The feelings with which the curate hastened on the conclusion of his own service, to learn what had happened at the great church may be imagined. His excitement and curiosity were not the less because he had to hide them. If there really had been no service — if the rector had not appeared — what a scandal, what a subject for talk was here! Even if the rector had appeared a little late there would still be whispering; for new brooms are expected to sweep clean. The curate composed his dark face, and purposely made one or two sick calls at houses which lay in his road, lest he might seem to ask the question he had to put too pointedly. By the time he reached the rectory he had made up his mind, judging from the absence of stir in the streets, that nothing very unusual had happened.
“Is the rector in?” he asked the servant.
“No, sir; he has gone to the Town House to dinner,” the girl answered.
Involuntarily Mr. Clode frowned. “He was in time for service, I suppose?” he asked, more abruptly than he had intended.
“Oh, yes, sir,” said the unconscious maid, who had not been to church.

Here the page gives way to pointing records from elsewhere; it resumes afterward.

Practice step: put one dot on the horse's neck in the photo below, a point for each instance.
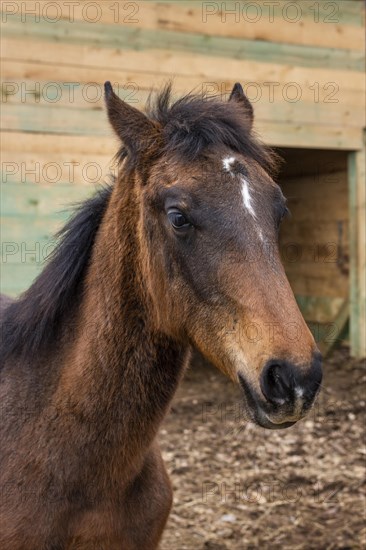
(120, 372)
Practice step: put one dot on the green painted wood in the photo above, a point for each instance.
(319, 309)
(37, 200)
(63, 120)
(357, 301)
(346, 12)
(14, 281)
(128, 37)
(82, 121)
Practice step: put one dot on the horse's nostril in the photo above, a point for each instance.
(276, 383)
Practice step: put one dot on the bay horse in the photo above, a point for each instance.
(180, 252)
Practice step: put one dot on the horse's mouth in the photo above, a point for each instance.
(256, 410)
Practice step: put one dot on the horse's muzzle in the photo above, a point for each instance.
(288, 392)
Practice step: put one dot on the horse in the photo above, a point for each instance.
(179, 252)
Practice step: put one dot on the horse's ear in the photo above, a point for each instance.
(238, 95)
(133, 128)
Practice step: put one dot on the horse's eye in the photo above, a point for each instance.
(177, 219)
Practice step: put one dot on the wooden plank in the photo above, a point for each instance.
(168, 63)
(309, 136)
(136, 82)
(319, 309)
(42, 201)
(279, 110)
(71, 168)
(72, 147)
(357, 204)
(349, 12)
(55, 94)
(131, 38)
(63, 120)
(194, 18)
(14, 281)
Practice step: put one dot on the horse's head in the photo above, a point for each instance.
(208, 226)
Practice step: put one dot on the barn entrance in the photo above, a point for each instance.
(314, 240)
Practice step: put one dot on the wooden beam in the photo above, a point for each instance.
(357, 205)
(285, 27)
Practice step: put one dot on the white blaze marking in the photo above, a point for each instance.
(247, 199)
(227, 162)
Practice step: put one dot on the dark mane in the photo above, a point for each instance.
(33, 319)
(194, 122)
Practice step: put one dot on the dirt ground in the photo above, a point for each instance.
(240, 487)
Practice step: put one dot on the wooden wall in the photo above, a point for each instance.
(302, 68)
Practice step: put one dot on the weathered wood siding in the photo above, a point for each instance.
(301, 64)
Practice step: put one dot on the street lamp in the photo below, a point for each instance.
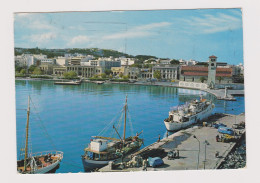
(206, 143)
(198, 152)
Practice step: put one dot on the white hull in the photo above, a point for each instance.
(47, 169)
(174, 126)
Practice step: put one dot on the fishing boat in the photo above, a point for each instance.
(40, 162)
(102, 150)
(68, 82)
(185, 115)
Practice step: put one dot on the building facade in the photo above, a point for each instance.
(81, 71)
(168, 72)
(210, 74)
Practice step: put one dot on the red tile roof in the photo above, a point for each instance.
(194, 68)
(212, 56)
(195, 73)
(203, 71)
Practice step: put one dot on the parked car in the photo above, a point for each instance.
(155, 162)
(225, 130)
(217, 125)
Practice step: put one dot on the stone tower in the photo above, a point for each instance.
(212, 71)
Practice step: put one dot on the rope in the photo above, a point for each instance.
(130, 123)
(108, 125)
(42, 126)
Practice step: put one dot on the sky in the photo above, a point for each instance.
(175, 34)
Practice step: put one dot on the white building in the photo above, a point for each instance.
(168, 72)
(47, 61)
(24, 60)
(127, 61)
(62, 61)
(188, 62)
(106, 63)
(165, 61)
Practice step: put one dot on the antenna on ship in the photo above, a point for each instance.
(125, 118)
(27, 130)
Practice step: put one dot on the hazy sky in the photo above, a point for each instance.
(187, 34)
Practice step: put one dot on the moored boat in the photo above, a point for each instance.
(68, 82)
(102, 150)
(37, 163)
(183, 116)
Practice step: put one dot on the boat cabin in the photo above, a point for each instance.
(98, 145)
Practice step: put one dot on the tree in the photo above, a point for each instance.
(203, 63)
(126, 77)
(108, 71)
(202, 79)
(23, 71)
(219, 79)
(37, 71)
(31, 68)
(103, 75)
(70, 75)
(136, 65)
(175, 62)
(157, 75)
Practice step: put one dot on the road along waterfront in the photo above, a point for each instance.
(72, 114)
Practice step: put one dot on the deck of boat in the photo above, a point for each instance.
(43, 163)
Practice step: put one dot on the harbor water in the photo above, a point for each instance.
(65, 117)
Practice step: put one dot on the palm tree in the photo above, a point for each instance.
(202, 79)
(219, 79)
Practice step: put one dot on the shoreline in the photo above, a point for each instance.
(218, 93)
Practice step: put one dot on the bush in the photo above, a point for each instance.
(37, 71)
(41, 76)
(70, 75)
(97, 79)
(120, 80)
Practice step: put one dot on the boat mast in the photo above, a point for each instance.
(27, 130)
(125, 119)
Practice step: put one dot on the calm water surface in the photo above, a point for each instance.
(65, 117)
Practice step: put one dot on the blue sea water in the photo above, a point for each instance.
(65, 117)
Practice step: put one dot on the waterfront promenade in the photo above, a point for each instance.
(194, 153)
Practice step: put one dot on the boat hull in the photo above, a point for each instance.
(90, 165)
(175, 126)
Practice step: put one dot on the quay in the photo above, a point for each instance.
(197, 147)
(219, 93)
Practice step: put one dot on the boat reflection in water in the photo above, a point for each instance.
(37, 163)
(101, 149)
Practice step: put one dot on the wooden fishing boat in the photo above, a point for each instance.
(40, 162)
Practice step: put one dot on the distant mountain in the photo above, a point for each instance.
(96, 52)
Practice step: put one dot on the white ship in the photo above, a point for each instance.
(188, 114)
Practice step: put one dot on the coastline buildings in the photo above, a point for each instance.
(168, 72)
(208, 74)
(26, 60)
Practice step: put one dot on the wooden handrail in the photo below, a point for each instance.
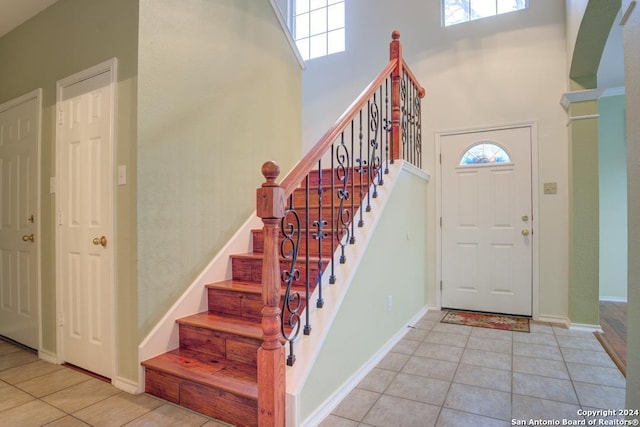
(365, 161)
(414, 80)
(310, 160)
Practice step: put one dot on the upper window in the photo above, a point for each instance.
(484, 153)
(318, 27)
(458, 11)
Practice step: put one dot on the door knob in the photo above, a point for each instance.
(100, 241)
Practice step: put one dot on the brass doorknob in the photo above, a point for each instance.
(100, 241)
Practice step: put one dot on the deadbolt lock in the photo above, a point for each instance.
(102, 241)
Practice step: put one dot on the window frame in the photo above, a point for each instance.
(307, 52)
(467, 7)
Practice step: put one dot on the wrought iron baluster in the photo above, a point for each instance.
(292, 302)
(352, 238)
(362, 163)
(320, 234)
(418, 107)
(344, 215)
(387, 125)
(307, 282)
(404, 119)
(332, 277)
(380, 139)
(374, 159)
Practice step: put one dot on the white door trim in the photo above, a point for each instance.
(37, 94)
(106, 66)
(535, 266)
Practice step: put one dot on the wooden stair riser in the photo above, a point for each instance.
(299, 196)
(314, 251)
(250, 269)
(215, 403)
(353, 176)
(348, 212)
(237, 303)
(219, 344)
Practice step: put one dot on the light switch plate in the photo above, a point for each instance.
(550, 188)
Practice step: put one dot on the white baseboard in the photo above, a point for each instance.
(613, 299)
(126, 385)
(555, 320)
(48, 357)
(164, 336)
(330, 404)
(583, 327)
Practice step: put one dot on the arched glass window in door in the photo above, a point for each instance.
(484, 153)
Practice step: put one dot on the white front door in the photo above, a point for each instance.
(487, 221)
(85, 219)
(19, 216)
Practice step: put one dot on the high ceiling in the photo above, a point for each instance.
(15, 12)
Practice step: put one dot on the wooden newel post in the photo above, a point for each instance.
(395, 52)
(271, 355)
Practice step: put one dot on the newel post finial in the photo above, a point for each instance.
(395, 52)
(270, 206)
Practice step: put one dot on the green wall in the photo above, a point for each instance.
(219, 94)
(583, 211)
(632, 89)
(613, 197)
(399, 239)
(66, 38)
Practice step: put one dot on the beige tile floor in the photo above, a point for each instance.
(438, 375)
(451, 375)
(37, 393)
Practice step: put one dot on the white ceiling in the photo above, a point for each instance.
(15, 12)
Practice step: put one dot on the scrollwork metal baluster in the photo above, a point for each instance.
(332, 277)
(344, 215)
(292, 301)
(307, 282)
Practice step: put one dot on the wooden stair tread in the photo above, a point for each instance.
(224, 323)
(236, 285)
(244, 287)
(237, 378)
(260, 255)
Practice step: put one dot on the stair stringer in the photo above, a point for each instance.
(308, 348)
(164, 336)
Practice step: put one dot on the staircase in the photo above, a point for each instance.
(230, 361)
(214, 370)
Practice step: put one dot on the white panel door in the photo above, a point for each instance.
(19, 136)
(487, 224)
(85, 210)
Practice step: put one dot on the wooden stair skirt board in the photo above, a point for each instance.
(214, 370)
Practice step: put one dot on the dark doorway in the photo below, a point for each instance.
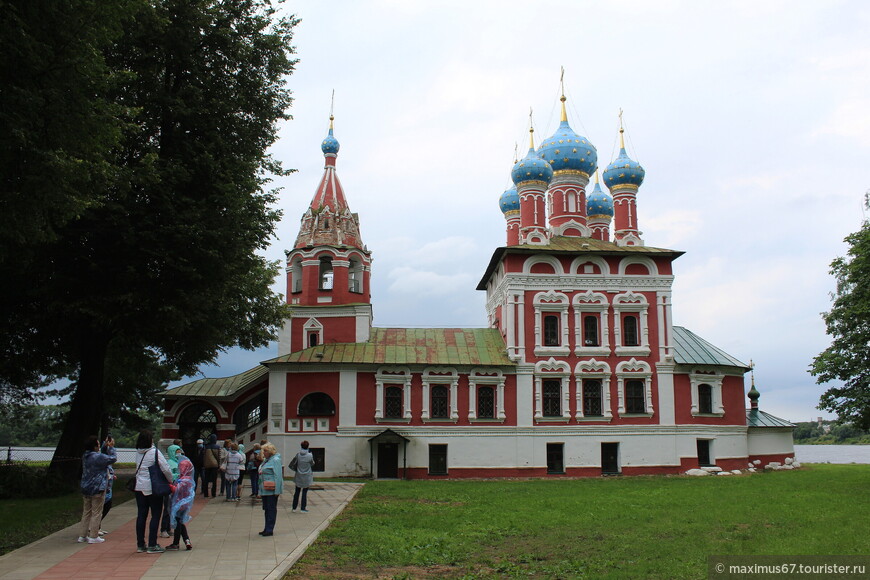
(610, 458)
(704, 453)
(388, 460)
(555, 458)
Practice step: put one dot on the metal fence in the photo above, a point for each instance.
(45, 454)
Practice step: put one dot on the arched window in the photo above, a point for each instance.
(393, 402)
(590, 331)
(326, 273)
(485, 403)
(635, 396)
(552, 398)
(629, 331)
(551, 330)
(440, 409)
(316, 405)
(705, 398)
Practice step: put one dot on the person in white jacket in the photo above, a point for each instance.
(146, 456)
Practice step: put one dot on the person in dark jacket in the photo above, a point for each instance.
(95, 480)
(211, 460)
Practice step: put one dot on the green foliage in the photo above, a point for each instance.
(156, 268)
(637, 527)
(848, 323)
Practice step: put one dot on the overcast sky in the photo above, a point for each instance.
(752, 120)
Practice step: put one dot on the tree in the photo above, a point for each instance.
(848, 322)
(165, 265)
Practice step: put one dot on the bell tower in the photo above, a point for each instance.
(328, 269)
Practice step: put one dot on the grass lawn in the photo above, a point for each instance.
(630, 527)
(23, 521)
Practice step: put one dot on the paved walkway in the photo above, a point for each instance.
(224, 535)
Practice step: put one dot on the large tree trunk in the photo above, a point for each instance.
(86, 408)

“Thank you; that is all,” he answered, turning away. So nothing had come of it after all! His heart was sick with disappointed hope as he turned into his own dull lodgings; and he felt that the rector in being in time had wronged him afresh, and by dining at the Town House had added insult to injury.
But in the course of the day he learned how late the rector had been; and early next morning some rumor of the triangular altercation in the church porch also reached him — of course in an exaggerated form. As a fact, all Claversham was by this time talking of it, Mr. Bonamy’s companions, with one exception, having taken good care to make the most of his success, and to paint the rebuff he had administered to the clergyman in the deepest colors. The curate heard the news with a face of grave concern, but with secret delight; and, turning over in his mind what use he might make of it, came opportunely upon Gregg as the latter was going his rounds. “Hallo!” he said, calling so loudly that the doctor, who had turned away and would fain have retreated, could not decently escape, “you are the very man I wanted to see! What is this absurd story about the rector and you? There is not a word of truth in it, I suppose?”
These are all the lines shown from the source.